Yes, Duncan, Fig. 1 looks bad, but it is not the bearing that failed. Fig. 2 looks better and it did fail.

Unfortunately, my SpikeEnergy spectrum indicated nothing. I have and old version software with predefined "STD envelope" (whatever it means) and 5kHZ filter applied as collection parameter. Fmax=2kHZ.

I wonder where the axial load, being indicated by the failure pattern and axial vibration on IB bearing, comes from? Shaft alignment was verified.

The mill utilizes an elastomeric Paraflex coupling. Is there a possibility of improper coupling installation causing axial vibration?

Thanks,
David

Did you check for axial clearance in the floating bearing? Loss of clearance could produce high acceleration readings in either or both bearings and not necessarily more in the bearing that lost clearance.
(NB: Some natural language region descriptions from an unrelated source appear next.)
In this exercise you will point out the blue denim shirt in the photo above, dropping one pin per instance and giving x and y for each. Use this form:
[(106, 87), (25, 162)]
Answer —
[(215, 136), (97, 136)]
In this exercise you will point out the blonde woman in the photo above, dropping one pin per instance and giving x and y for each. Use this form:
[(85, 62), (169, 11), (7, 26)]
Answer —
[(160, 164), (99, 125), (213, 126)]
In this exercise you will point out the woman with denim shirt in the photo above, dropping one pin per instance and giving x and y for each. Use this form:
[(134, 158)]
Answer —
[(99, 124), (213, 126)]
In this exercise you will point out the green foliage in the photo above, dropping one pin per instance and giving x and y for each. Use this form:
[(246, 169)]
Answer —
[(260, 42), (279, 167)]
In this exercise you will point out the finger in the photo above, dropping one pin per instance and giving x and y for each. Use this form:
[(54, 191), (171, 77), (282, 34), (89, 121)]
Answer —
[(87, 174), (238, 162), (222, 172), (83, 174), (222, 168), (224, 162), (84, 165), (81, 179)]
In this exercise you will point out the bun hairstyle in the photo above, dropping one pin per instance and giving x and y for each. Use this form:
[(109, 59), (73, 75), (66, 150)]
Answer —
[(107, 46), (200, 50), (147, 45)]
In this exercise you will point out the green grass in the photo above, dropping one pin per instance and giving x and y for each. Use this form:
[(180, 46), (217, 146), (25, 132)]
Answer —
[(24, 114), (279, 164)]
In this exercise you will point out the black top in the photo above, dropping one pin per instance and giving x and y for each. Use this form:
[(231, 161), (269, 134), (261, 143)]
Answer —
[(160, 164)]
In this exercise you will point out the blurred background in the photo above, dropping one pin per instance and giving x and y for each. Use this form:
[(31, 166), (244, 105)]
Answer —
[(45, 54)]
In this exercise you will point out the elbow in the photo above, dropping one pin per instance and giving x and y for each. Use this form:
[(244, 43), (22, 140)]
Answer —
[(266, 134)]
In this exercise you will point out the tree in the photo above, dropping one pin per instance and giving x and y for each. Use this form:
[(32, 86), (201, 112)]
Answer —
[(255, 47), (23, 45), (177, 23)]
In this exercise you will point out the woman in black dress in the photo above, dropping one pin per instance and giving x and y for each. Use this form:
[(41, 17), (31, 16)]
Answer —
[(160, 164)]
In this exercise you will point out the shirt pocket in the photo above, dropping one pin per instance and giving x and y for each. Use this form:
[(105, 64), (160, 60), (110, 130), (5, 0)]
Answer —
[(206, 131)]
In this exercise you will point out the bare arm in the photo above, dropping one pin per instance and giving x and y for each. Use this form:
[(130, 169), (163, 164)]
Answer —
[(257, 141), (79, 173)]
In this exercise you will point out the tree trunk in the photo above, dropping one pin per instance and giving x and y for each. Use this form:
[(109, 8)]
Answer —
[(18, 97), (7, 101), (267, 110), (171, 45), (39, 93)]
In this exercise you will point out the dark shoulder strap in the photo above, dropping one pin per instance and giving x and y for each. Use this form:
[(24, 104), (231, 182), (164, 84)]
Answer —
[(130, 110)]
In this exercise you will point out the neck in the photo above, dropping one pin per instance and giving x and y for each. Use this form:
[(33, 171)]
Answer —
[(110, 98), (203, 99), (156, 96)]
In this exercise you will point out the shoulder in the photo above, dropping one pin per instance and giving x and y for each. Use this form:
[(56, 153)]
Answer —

I was told that the floating bearing was installed with sufficient room to float.

Your old Spike Energy Spectrum with 5 KHz high pass filter should work fine for this as the effective filter range, 5 KHz to perhaps 10 KHz should have been perfect for this application. Did you look at the data with a dB or log y-axis scale? Of course, if it was a loss of axial clearance, this could be something intermittent, i.e., something that happened only when the temperature was hot or cold enough and not at other times.

quote:

The question is: was there any clue in the data?
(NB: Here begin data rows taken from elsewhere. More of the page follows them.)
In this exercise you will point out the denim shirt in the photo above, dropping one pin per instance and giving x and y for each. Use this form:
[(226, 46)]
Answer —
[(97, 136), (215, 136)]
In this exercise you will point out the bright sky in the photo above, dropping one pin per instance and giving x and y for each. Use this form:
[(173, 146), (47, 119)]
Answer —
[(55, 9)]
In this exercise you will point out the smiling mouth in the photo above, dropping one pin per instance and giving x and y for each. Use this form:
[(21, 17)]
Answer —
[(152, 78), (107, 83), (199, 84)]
What does the IB and OB data look like with a vertical scale of 0.1 in/sec instead of 1.5 and 0.4 scale? Looks like there is something hiding in the "grass" in the higher frequencies.

Personally I always look at my data first with a fixed scale of 0.1 vertical scale. Auto scale "hides" low amplitude high frequency stuff when there are some large peaks (above 0.1) in the spectrum.

Am I reading the top of the plots correctly, one says Peak to peak and one says peak? Why does the OB spectrum stop at 60K rather than 150K like the IB?

"Hiding in the grass" is why DB and log vertical scales are so useful. To see cage frequencies, you probably don't want an Fmax of much more than 3 to 4 times rotating frequency.

quote:

To see cage frequencies, you probably don't want an Fmax of much more than 3 to 4 times rotating frequency.

Good point Duncan. Although sometimes, as we all know, cage shows, whether it's condition is good or bad, in higher frequencies as sidebands around something else as well as in the waveform. This is what I was referring to as "in the grass".
A cage is, as a rule, hard to see in the fundamental range, not impossible, but difficult.
Only my opinion and I could be totally playing left field with no glove.

Here is the plot of the failed cage bearing (Fig. 2) in Db scale. Does not look like there is something pointing to the cage. (Ralph, I have also corrected the p-p issue in Fig. 1)

And if you think about the type of cage failure (the cage just got ruptured axially, not worn out, it is unlikely to expect cage frequencies in the spectra.

I have strong suspicions that it had occurred because of the bearing, which supposed to be floating, actually did not float. Any ideas on how to verify "floating - not floating" situation once the housing cap is removed?

Thanks.

Mill_4cage.doc (58 Kb, 54 downloads)

quote:

the cage just got ruptured axially

Hi David,

Hmmmmm! I am confused on how a cage can explode due to axial thrust of the bearing being unable to "float". Seems like the rollers contact with the races would not allow such a force to occur on the cage.
It may be "plain as day" but can someone explain this?

Also, See the attached plot and question.

Forgive my constant quest for reasons, but I guess that is the way I have always been. When something of mine fails, I always search for what I DID WRONG TO MISS IT, if anything. Upsets me to miss something.

I have had the interesting work the last 8 months to sort out flimsy hammer mills at a couple of sites. Until the various rotor problems was sorted it was found several times on brand new rotors that the clearence was totally off, one brg, tight and one loose despite promise from mech. guys it was ok at assembly. Also axial position was wrong. Seems those problems stopped when rotors was produced to have acceptable vibrations. Can´t say why that would be the case but it is an observation. Olov

Ralph,

The mechanism causing cage stress and following destruction of the cage as oppose to simple excessive wear was always a puzzle to me.

Based on the failed cage pattern I just assumed that there was an axial force applied to the cage. Vibration data also showed high axial vibration. Calculated axial shaft thermal growth is about 0.2inch. One of the scenarious could be a stuck floating bearing causing shaft to bend. Right before the bearing failed the temperature went through the ceiling. The bent shaft could cause bearing to experience excessive axial load and loss of clearance (cold bearing had normal clearance), loss of normal rolling, etc. I don't think cage fault frequencies can be expected with this type of failure.

It would've been good to discuss mechanisms of stresses that cause cage failures.